There is one new thing that they’re hoping will help attract students who fall outside of their usual scope, though: a newly launched virtual tour that’s available on the college’s website.
St. Scholastica is another private school that’s not really worried about its ability to attract rural students. About 42 percent of this year’s incoming class came from rural areas, says Johnson, adding connecting with these students has “really always been a focus of what we do.”
She says a number of folks on her admission team — including herself — grew up in rural communities, so it’s top of mind in that regard, as well. Even so, in the early stages of the application review process, she says they train staff to be mindful of things like not penalizing rural students for not having access to advanced courses; and to filter out any biases they hold against various student activities.
“For me, it’s an educational thing that we need to do across our colleges and universities— about what is the value of different things that students do,” she said, adding it’s about “making sure that we don’t make assumptions that just because someone came from a rural area and was involved in 4H or that sort of thing they wouldn’t be interested in a liberal arts college just because we don’t have ag. That’s not true.”
A place like St. Scholastica also has the advantage of being located in a tourist town that’s a whole lot closer to more rural towns than its urban competitors — a part of the college’s identify, by design, says Johnson.
Speaking of the founders, she explained, “Part of the reason they wanted to start an education institution in Duluth was to ensure that young women — it was all women at the time — that were from rural areas had the opportunity to be educated.”
For Kalyssa Reinhardt — a sophomore who’s completing her first year on campus, after taking two year’s worth of college credits while still enrolled at Northeast Range High School in Babbitt — St. Scholastica is the perfect fit.

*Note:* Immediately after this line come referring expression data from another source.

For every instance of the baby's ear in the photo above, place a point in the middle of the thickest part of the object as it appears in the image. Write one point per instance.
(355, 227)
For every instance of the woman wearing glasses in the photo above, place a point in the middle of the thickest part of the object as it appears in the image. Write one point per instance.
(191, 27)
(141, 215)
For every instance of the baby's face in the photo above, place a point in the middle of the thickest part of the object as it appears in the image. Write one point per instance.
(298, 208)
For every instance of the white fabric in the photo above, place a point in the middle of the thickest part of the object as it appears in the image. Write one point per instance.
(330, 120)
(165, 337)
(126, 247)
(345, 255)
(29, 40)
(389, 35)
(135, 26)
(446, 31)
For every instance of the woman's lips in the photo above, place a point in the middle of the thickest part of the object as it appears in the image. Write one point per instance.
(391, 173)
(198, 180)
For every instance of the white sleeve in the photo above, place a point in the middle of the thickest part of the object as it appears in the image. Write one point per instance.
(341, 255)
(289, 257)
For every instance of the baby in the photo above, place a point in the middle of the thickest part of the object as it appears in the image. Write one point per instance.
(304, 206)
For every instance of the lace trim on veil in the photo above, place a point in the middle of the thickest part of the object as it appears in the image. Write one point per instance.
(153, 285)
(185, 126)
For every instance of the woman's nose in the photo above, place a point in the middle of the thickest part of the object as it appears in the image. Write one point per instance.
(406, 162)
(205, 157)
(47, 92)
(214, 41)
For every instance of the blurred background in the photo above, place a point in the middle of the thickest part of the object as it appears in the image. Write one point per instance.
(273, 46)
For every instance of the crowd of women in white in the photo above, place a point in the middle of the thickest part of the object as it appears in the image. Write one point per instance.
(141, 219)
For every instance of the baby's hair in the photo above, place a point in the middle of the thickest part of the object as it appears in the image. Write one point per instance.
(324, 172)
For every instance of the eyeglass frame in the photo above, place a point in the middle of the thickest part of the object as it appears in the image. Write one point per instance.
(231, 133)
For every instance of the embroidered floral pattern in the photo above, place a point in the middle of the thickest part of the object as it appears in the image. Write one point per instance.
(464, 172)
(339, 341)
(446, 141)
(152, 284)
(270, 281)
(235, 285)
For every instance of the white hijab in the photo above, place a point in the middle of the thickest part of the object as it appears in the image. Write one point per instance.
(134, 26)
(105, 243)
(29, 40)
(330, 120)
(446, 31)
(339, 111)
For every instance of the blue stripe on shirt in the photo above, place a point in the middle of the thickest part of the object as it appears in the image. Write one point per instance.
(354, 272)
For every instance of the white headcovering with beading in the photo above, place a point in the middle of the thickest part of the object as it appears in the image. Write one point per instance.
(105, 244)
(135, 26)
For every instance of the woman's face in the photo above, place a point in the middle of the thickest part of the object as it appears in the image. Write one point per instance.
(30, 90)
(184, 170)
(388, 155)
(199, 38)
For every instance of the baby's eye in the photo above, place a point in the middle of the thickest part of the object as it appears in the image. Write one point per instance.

“It was a very homey college,” she said, noting she’s a first-generation student who came from a graduating class of only 27 kids.
Moving to a college town with so many people was a bit intimidating at first, she said. But she’s happy with her decision, because it allowed her to stay close to family as she pursues her nursing degree, then midwifery credentials.
“I want to stay close to my family,” she said, sharing her plans for after graduation. “I want to stay in a small-town situation.”